Alice ajoute : « Quand une amie m’annonce une grossesse ou une naissance, c’est à chaque fois comme un coup de poignard dans le ventre. J’ai beaucoup de mal à me réjouir pour elle, la jalousie et l’incompréhension l’emportant souvent sur la joie sincère pour mon amie. Mais je culpabilise énormément de cette réaction. » Hélène conclut : « Il m’a fallu du temps pour accueillir cela, et surtout comprendre que ce n’était pas ceux en face qui me faisaient souffrir, mais que cela me renvoyait à ce que je n’avais pas ».
Il est toujours difficile pour l’entourage de manifester son affection et son soutien dans cette épreuve. Selon Brune, certains écueils sont à éviter. « Les phrases comme : « C’est psychologique », « Je connais quelqu’un qui pourrait te débloquer », « N’y pense pas et ça viendra tout seul », « T’es jeune, t’as le temps ». Ou encore « Tu sais, je connais une amie à qui c’est arrivé… », « Prends-tu des vitamines ? ». Mais le pire pour moi est : « J’ai beaucoup d’espoir pour vous » ou « Je prie pour vous ». J’ai conscience que ces mots sont bienveillants et je remercie toujours sincèrement la personne, mais j’ai la sensation d’être un cas désespéré.

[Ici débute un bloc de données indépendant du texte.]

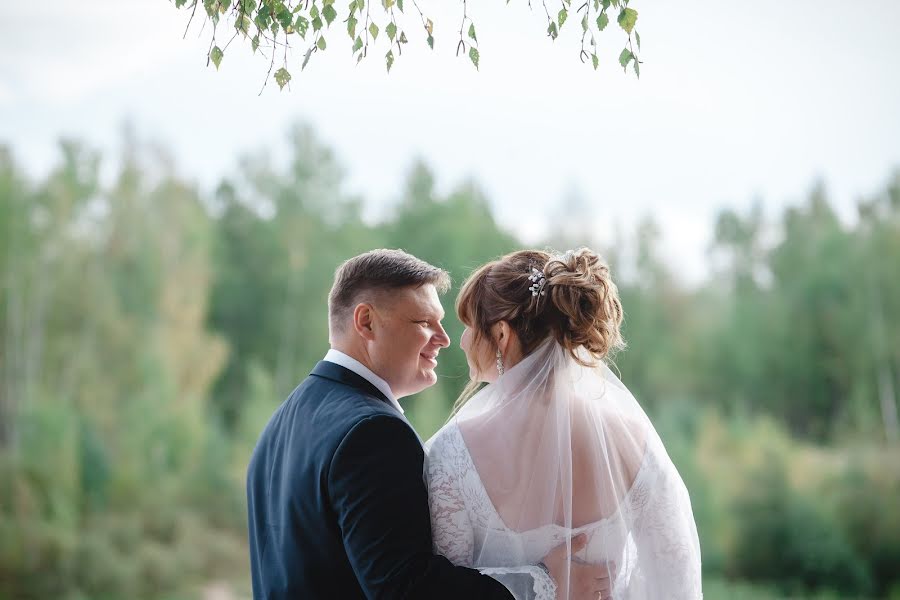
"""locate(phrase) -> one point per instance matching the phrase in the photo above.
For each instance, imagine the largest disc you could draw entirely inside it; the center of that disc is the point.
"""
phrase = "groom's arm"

L’espoir d’avoir une famille biologique est illusoire pour moi. »
Alice confirme : « Avant la naissance de notre fils, le plus douloureux était les remarques anodines de certaines personnes de notre entourage : « C’est pour quand le bébé ? Vous pensez avoir des enfants rapidement ? », alors que nous essayions sans succès depuis plusieurs mois, avec cette angoisse de ne pas y arriver ou que notre enfant soit malade. Aujourd’hui, les remarques telles que « Ne vous en faites pas, vous en aurez d’autres » me blessent énormément, car dans notre situation, c’est loin d’être si évident ».
Pour Claire, « le plus difficile est de vivre la souffrance différemment avec son conjoint. Il faut apprendre à accueillir sa colère, ses incompréhensions, ses larmes aussi… C’est très dur ! »
En effet, « il faut apprendre à faire le deuil et ce n’est pas évident, poursuit Claire. On s’est déjà dit une vingtaine de fois : « On ne s’est pas mariés pour ça ! » Cette épreuve est l’occasion pour chaque couple de se découvrir autrement…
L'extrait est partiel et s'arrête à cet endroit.